Opening June 2, 2016
Directed by: Michel Gondry
Writing credits: Michel Gondry
Principal actors: Ange Dargent, Théophile Baquet, Audrey Tautou
Mikro (Dargent) and Sprit (Baquet)are nicknames for Daniel and Théo, both in the same class at school, both outsiders. Mikro’s mother plays the piano and attends meetings of a strange sect. Théo is new in town and his father has opened an antique shop. The boys become friends and make plans for summer vacation. Théo, who is talented in making things, begins to construct a house on wheels with the help of Daniel. Soon they are barreling down the country roads of France at a steady 20 kilometers per hour. Thus, we have a road movie, with the expected adventures along the way, i.e., interaction with an American football team, people from a Korean brothel, gypsies, a drawing competition, etc.

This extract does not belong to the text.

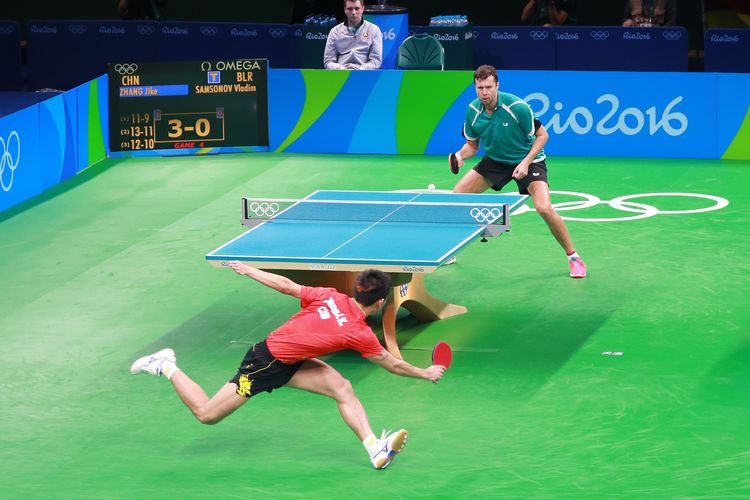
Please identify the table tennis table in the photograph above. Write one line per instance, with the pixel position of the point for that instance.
(328, 237)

Naturally, the film is fun for the whole family. It is even more interesting that much is autobiographical from the director’s own experiences. Mikro (aka Microbe or small) represents Michel Gondry, who, like Daniel, is talented in art and was mistakenly taken to be a girl when young. Theo or Sprit (originally “gasoline”) is a combination of three school friends of Gondry. Audrey Tatou, as Daniel’s mother, plays an original piano composition of Gondry’s real mother. Gondry has two brothers, the older of whom is a punk, as in the film. Gondry shot the film in Versailles in the house where his grandparents lived, which is immediately next to his own boyhood home. And so on. The ending, perhaps, takes away from the light-hearted adventurous feeling throughout, since boarding a plane to Paris is rather down-to-earth after all the excitement. My favorite scene was the slow-motion soccer game at the beginning of the film. (Becky T.)